Confusion and conflicting information, the inability of relatives to travel to Northern California and mistrust of the government may be contributing to the low number.
Tara Quinones hadn't heard anything from her uncle, David Marbury, for eight days before she drove north from the San Francisco Bay Area to give a sample Friday. A worker used a small tool to scrape her cheek, took three swabs of skin and asked her detailed questions about who she was looking for and their relationship.
The uncle's landlord confirmed his house burned down with his vehicle still in the garage, but Quinones had no idea if any remains were found. Marbury's name keeps going on and off the ever-changing list of the missing.
"I did it just to be proactive," Quinones said Monday. "This is the one way I could contribute to helping find my uncle."

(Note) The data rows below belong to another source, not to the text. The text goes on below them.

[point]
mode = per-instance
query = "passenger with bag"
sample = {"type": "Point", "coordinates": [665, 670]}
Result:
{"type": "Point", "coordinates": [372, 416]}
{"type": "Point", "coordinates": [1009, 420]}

Some of those who have given DNA came forward, like Quinones, after learning about the identification effort in their desperate search for a loved one, others after the sheriff's office called to say that remains that probably belonged to a family member had been found.
Mattern declined to say Tuesday how many victims ANDE's technology has helped identify. Sheriff Kory Honea's office did not immediately respond to requests for comment.
The fire was 70 percent contained Tuesday. Rain in the forecast for Wednesday through Thanksgiving weekend could aid in fighting the fire but could also bring flash floods and complicate efforts to recover remains.
Once DNA is extracted from the remains, it is placed in a vial that goes into a black machine that looks like a bulky computer printer. It takes just two hours to process the material and get a DNA profile; traditional methods can take days or weeks. If a relative's DNA is already in the system, a match will pop up right away.
Mattern said it has been surprisingly easy to get DNA from remains, despite the devastating damage done by the flames.
"We went in with pretty measured expectations, we didn't know what we were walking into," she said. "We have a tremendous database now of the victims of the fire."
Ruth Dickover, director of the forensic science graduate program at the University of California-Davis, said that scientists have long been able to extract DNA from bone — a process that involves pulverizing the bone — but things can become more complicated if the remains of multiple people are mixed together.
"What's left may not give you a nice beautiful profile," she said.
ANDE won a contract in 2009 to do research and development for federal agencies, and the company's technology has been used in pilot programs for several years. Over the summer, it won FBI approval for use in accredited labs. Law enforcement agencies in Utah, New York and Miami have used the technology, as has the military.
This is the first time ANDE has helped identify victims after a natural disaster. The company has donated seven machines and about a dozen workers to the effort.
Sarah Warren drove an hour and a half from Redding on Monday to report her uncle, Devan Ruel, as missing. The sheriff's office gave her a number to call about missing people, and when she called, she was told authorities would contact her if they needed her DNA, she said.
She said no one told her about the collection desk at the old Sears, so she returned home without providing one.
"I could have done that so easily, just to be safe," she said.
Warren hadn't talked to Ruel in about eight years and said the family did not have an address for him.
"He was just an off-the-grid type of guy," she said. "If he did perish that way it would be horrific. It deeply, deeply saddens me to even consider that being a possibility."
Mattern said the sheriff's office is looking for a way to make it easier for families who don't live in Northern California to provide samples.
And in hopes of easing fears that the DNA will be misused, the sheriff's office and the company gave assurances it will be deleted once it is no longer needed.